CHAPTER XIII.

Sahwah's vanishing from the car was so uncanny and mysterious that, for a few minutes, we could think of nothing but a supernatural agency. The wind was like the wail of a banshee, and to our excited eyes the mist wraiths hovering over the swamp were like dancing figures. The croaking of the frogs was suddenly full of menace. They were not real frogs croaking down there in the mud; they were evil spirits dwelling in the swamp and they held the secret of Sahwah's disappearance. Shudders ran up and down our spines and the perspiration began to break out in our faces.

"Did Sahwah get into the car again after she helped you open the gate?" asked Nyoda.

At the sound of her voice our fear of the supernatural vanished and we were back to reality again. We were lost on a lonely road, it is true, but it was a (more or less) solid dirt road in the misty mid-region of Indiana, and not a ghoul-haunted pathway in the misty mid-region of Weir.

We all declared Sahwah had gotten into the car.

"She couldn't have," maintained Nyoda. "We haven't stopped since then and she couldn't have fallen out while we were going without making a splash that would have sent the water over the car."

"It's nearly a foot deep most of the way." We thought hard about the circumstances attendant upon our getting back into the car and it came to us that we were not positive, after all, that Sahwah had been with us.

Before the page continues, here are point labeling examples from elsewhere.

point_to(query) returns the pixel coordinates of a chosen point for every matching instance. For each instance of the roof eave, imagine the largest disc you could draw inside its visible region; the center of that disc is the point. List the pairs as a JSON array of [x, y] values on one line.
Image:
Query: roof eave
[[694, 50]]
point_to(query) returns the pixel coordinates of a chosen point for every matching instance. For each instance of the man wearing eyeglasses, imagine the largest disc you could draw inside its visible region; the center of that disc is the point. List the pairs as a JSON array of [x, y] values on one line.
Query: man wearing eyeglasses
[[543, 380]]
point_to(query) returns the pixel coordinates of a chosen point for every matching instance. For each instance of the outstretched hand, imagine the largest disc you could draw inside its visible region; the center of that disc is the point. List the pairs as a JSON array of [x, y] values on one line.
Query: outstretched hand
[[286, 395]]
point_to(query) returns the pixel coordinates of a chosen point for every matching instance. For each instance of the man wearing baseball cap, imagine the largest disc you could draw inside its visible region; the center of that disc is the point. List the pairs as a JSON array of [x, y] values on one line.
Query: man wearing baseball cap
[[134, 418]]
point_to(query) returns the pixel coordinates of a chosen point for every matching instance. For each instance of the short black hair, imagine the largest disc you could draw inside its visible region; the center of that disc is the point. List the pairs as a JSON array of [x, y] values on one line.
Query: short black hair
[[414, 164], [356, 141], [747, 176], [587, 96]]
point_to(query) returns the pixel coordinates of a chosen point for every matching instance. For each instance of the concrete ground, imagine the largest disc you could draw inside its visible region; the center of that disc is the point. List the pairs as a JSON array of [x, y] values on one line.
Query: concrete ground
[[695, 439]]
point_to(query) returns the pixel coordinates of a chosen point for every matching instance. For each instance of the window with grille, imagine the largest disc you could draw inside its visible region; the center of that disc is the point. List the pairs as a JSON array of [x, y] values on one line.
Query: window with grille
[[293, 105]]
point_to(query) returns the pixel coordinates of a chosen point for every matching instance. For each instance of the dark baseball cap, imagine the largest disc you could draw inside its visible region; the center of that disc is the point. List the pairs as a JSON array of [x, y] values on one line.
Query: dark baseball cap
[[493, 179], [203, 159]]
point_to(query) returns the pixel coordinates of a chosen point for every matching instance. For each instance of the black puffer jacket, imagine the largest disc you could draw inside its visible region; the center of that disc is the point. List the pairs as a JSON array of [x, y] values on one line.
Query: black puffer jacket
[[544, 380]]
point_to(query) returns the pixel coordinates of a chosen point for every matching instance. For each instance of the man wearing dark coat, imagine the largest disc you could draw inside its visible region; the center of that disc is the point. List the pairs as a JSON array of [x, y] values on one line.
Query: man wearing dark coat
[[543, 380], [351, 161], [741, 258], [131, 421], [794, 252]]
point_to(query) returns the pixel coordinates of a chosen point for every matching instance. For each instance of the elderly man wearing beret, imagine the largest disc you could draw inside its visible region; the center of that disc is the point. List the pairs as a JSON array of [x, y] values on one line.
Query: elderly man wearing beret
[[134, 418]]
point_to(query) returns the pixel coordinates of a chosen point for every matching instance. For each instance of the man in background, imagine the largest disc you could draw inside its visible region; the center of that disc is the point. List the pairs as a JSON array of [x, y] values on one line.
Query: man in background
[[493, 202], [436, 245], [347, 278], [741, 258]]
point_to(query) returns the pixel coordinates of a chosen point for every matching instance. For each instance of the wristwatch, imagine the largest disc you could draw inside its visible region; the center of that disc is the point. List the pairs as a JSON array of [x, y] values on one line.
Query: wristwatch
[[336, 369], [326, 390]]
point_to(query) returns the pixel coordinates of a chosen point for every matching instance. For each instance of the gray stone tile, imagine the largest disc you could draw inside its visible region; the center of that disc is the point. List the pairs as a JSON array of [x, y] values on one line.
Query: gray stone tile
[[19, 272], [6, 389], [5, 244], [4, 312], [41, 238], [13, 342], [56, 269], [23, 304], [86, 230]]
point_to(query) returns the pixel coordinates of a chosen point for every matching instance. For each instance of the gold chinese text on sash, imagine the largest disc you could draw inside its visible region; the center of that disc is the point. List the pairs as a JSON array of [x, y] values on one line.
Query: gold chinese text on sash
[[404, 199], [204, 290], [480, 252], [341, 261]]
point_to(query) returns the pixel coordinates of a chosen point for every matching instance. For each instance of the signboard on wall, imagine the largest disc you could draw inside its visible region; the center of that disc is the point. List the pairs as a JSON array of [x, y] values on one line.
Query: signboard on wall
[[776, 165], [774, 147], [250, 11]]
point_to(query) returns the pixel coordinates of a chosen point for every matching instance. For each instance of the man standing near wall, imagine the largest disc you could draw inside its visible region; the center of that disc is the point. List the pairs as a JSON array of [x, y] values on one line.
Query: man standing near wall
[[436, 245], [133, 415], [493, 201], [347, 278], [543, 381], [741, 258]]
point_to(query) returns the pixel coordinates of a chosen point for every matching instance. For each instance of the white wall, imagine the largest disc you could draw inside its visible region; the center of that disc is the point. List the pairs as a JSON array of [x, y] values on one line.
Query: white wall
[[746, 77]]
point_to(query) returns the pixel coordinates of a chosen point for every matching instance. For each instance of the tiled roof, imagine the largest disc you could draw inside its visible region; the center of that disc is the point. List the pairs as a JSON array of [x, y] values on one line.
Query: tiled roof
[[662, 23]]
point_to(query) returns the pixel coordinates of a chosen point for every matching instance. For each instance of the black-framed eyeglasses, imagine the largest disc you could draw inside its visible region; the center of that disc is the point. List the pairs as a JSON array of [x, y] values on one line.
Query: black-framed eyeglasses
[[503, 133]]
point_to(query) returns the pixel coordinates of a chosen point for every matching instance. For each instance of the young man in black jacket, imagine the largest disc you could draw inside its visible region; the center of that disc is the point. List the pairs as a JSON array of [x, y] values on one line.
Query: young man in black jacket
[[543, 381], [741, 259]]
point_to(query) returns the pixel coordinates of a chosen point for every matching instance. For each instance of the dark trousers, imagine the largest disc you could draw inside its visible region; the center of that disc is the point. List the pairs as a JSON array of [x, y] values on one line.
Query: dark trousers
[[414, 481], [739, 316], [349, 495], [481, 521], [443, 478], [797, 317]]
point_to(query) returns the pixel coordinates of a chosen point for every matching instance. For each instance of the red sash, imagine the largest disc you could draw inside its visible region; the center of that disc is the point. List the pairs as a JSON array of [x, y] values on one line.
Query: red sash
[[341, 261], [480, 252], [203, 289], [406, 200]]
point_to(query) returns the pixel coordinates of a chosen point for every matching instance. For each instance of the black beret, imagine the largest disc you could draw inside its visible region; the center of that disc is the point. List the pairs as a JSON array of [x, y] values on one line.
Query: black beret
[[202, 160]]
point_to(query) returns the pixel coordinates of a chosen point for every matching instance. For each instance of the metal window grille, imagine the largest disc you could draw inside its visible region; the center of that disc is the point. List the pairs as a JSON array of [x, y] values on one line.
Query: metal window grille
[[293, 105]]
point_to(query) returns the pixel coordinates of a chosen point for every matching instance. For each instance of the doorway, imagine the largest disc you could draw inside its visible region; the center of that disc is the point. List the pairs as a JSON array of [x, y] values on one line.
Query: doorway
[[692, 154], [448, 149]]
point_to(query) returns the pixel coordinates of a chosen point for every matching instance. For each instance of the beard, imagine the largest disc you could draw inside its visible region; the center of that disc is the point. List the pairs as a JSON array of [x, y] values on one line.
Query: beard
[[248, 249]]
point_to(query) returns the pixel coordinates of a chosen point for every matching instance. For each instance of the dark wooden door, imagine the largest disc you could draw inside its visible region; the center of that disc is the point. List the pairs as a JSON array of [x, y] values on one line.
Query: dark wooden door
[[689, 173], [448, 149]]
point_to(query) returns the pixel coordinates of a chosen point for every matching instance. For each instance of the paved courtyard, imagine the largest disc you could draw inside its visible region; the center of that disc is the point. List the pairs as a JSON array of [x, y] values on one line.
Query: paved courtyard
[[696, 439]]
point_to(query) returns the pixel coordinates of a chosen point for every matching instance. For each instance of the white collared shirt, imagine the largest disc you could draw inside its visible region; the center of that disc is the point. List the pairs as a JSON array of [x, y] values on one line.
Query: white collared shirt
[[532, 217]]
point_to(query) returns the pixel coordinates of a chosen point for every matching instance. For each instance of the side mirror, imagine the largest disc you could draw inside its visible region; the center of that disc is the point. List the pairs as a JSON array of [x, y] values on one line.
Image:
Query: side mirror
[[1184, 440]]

"That wind—don't you remember?" said Nakwisi. "It whipped the corner of my veil into my eye and I couldn't open it again for some time after we started."

I remembered the wind. It had wrapped my veil around my face so that I couldn't see anything, and in my blindness I had slammed the door on my finger, and the pain made me forget everything else. It hadn't been a propitious time to count noses. I had dropped into the corner of the seat trying to get my finger into my mouth through the folds of my veil, and the effort not to cry out with pain made me faint. I had not even noticed when the car started. Margery was on the front seat with Nyoda and they had thought, of course, that Sahwah was in the back with Nakwisi and me. Well, it was evident that she wasn't.

"Poor Sahwah," said Nyoda. "Such a night to be waiting at the gate!"